Hypersensitivity, Hyperaesthesia

Unusually increased or altered sensitivity to sensory stimuli

 

 

Heightened awareness

Enhanced or excessive awareness of a body part may be an early warning sign from your body that an injury is evolving

 

 

Heaviness, sluggishness, fatigue

The involved area may feel like a “dead weight

 

 

Difficulty using the involved part, decreased strength or range of motion

Stiffness, lack of control or coordination, cramping

 

 

Tingling, numbness, clumsiness, loss of sensation, tremor, stiffness, cramping

 

 

Frequent self-massage, avoidance of using the involved body parts, guarding

 

 

Deformity, loss of function

 

 

Loss of sleep due to pain

 

 

Absence from work or inability to perform daily activities

Information courtesy of Repetitive Strain Injury: A Computer User’s Guide, Emil Pascarelli, MD and Deborah Quilter, John Wiley & Sons, New York, NY: 1994

Facing reality: Taking preventive action

As physicians, most of us have worked long and hard to achieve professional success.
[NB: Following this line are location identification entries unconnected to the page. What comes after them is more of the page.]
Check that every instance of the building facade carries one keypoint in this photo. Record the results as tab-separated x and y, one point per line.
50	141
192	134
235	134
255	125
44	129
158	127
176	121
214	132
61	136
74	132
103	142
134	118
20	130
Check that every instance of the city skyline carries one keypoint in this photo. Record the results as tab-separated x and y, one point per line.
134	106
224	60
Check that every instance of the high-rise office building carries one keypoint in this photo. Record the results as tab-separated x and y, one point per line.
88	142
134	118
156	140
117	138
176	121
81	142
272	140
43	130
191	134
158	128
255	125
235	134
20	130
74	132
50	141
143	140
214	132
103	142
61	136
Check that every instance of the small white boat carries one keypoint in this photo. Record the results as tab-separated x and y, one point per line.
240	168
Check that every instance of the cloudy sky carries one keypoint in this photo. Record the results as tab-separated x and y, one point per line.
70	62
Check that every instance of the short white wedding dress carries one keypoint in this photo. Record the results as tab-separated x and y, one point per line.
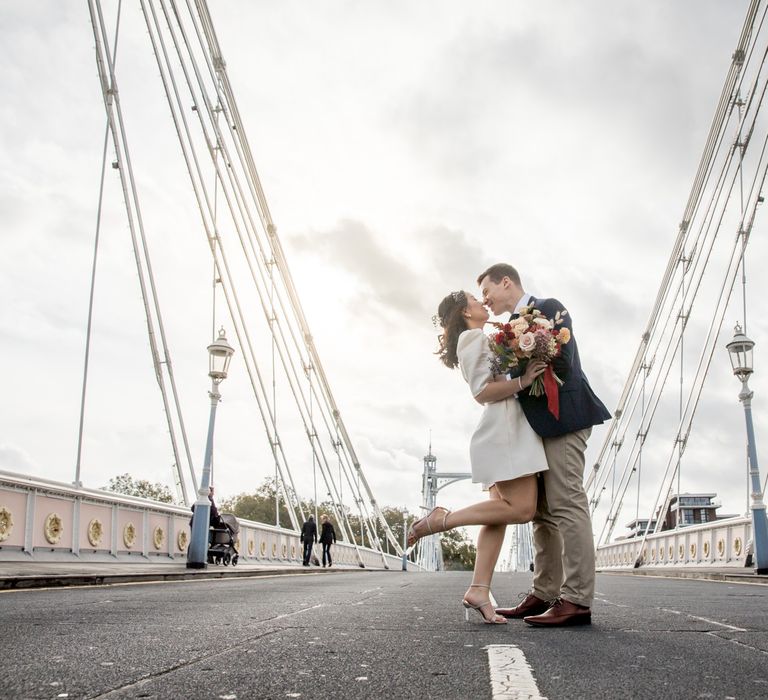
503	446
Once attained, it's difficult to come to terms with events in our lives that might threaten that success. In addition, the modern medical practice calls for longer hours with less ancillary help and multitasking.

Professionals often deny that anything is wrong, especially if the symptoms are evanescent, as they often are in the beginning. Some will see an admission of injury as a personal failure. Others will try and self-medicate without a true diagnosis, exacerbating the injury. Some will find ways of hiding the symptoms and get through the day with subtle excuses.

So what can be done to prevent the development of job-related injuries? There are several options, but they will require the participation of multiple parties.

  • Manufacturers
  • : Bring back floor-mounted, moveable monitors. The ceiling-mounted style is probably one of the greatest contributing factors to the development of RSI/MSD in radiologists. If the ceiling-mounted monitor can't be rotated so that it's always at eye level and in front of the radiologist, injury is more likely. When new exam rooms are designed, practitioners must demand the inclusion of versatile equipment.

  • Ergonomics
  • : When planning department set-ups, good ergonomics must always be taken into account regardless of the modality. An expert consultant is worth the expense to minimize risk. Department in-service education and enforcement of good habits is crucial to any program’s success. Periodic reviews for conformity are essential.

  • Professional discussion
  • : Professional organizations, journals, and local radiology societies must increase awareness by sponsoring nationwide surveys and conferences. Collectively, this can enhance awareness on the part of manufacturers, hospitals, and among other practitioners, and is the first step to conquering the problem.

  • Personally
  • : At the first sign of a problem, it is imperative that the radiologist seek help. Although a change in work responsibilities may be the only solution, it is worth it if it prevents severe injury, debilitation, chronic pain, and disability. With limited time or exclusion from assignments, physical therapy will aid recuperation. Lastly, if arrangements cannot be made to assist recuperation, changing jobs must be a considered.

According to OSHA, work-related injuries account for one-third of all occupational injuries and illnesses that are annually reported to the Bureau of Labor Statistics. In 1997, 626,000 workdays were lost to cases of MSD. It is estimated that $15 billion to $20 billion in claims for worker’s compensation go to work-related injuries.

But these numbers pale in comparison to the effect on a person’s life, as well as the effect on his or her co-workers and loved ones. Education imparts power, and the more we are aware of this pervasive and potentially devastating problem, the more we can prevent it.

By Dr. Judith K. Weinstein
AuntMinnie.com contributing writer
May 28, 2001

Dr. Weinstein is a board-certified radiologist living and recuperating in Mt. Laurel, NJ with her husband, young daughter, and two cats.